Hi guys my son is still not better he stayed in the hosp for two weeks and he still thinking the same. Sometimes, patients are discharged to soon. Ijs. Also, he can't return home because of what has been taking place I feel so 😢 and hurt but I did what was best for all of us. I can't rest well anymore then the virus thing causing a lot of mental issue for us.

5 Replies
Dolphin14 profile image
Dolphin14

I hope your son is in a safe place and having good outpatient treatment.

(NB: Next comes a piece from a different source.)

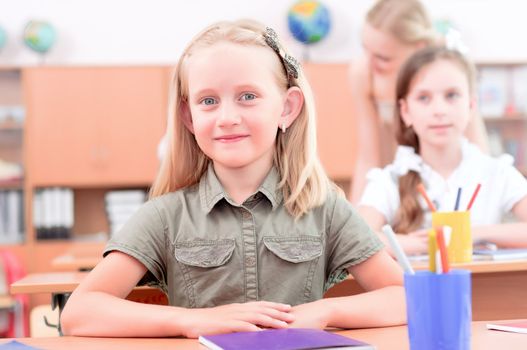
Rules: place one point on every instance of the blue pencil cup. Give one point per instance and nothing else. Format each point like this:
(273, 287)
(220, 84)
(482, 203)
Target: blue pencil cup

Sounds like you are drained. What are you doing to take care of you?

in reply to Dolphin14

That's the main reason why I think he's back in the position he was in, no good out patient care nor couseling. Some professional are not consistent etc nor do they really care my son needs consistency etc etc I don't think he'll ever get better thats why I had him removed from my home he wasn't acting right and I had to protect him and us in here. I'm so sad and drained I'm sick myself but I can't even get myself together because of others

Dolphin14 profile image
Dolphin14 in reply to

It sounds very stressful. You did what you had to do its a shame the system is so broken.

It is hard to do for ourselves when we are the type of people that constantly give of ourselves to others. I've been that way my whole life. Doing for me was a foreign thought. I have started putting myself first in baby steps. I have to say it really makes me feel good.

Try doing one small thing for you. You deserve it. We have to rescue ourselves. No one else can do that for us.

in reply to Dolphin14

I try to get away when I can I travel sometimes plus take a walk but once I'm back inside I become depressed again. When I'm not home my stress level usually lower and my anxiety level is higher inside plus when I'm out on a trip I feel overwhelmed most of the time. I'm tired of trying to get better

Dolphin14 profile image
Dolphin14 in reply to

Don't give up. It can take a long time and a lot of work to turn the corner. I have been working on myself for years.

Life is short. You can reach a better place. Don't let depression and anxiety pull you down for good. Start the climb out of the dark hole. You can do it.